Dasar hukum Peraturan Otoritas Jasa Keuangan ini adalah: UU No. 8 Tahun 1995 sebagaimana telah diubah dengan UU No. 4 Tahun 2023; dan UU No. 21 Tahun 2011 sebagaimana telah diubah dengan UU No. 4 Tahun 2023.
Peraturan Otoritas Jasa Keuangan ini antara lain mengatur mengenai kewajiban penyampaian dan pengumuman LRPD, informasi yang harus dimuat dalam LRPD, penyampaian LRPD melalui sistem elektronik, penggunaan dana hasil penawaran umum, pengungkapan penggunaan dana hasil penawaran umum dalam prospektus, pertanggungjawaban realisasi penggunaan dana hasil penawaran umum, prosedur perubahan penggunaan dana hasil penawaran umum, penampungan dan penempatan dana hasil penawaran umum yang belum direalisasikan serta media dan bahasa pengumuman LRPD.
Catatan:
Peraturan Otoritas Jasa Keuangan ini mulai berlaku setelah 6 (enam) bulan terhitung sejak tanggal diundangkan.

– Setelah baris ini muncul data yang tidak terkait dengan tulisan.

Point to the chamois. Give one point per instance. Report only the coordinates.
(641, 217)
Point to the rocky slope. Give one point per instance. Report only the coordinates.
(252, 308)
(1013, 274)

Peraturan Otoritas Jasa Keuangan ini diundangankan pada tanggal 22 Desember 2025 dan ditetapkan pada tanggal 19 Desember 2025.
Pada saat Peraturan Otoritas Jasa Keuangan ini mulai berlaku, Peraturan Otoritas Jasa Keuangan Nomor 30/POJK.04/2015 tentang Laporan Realisasi Penggunaan Dana Hasil Penawaran Umum, dicabut dan dinyatakan tidak berlaku.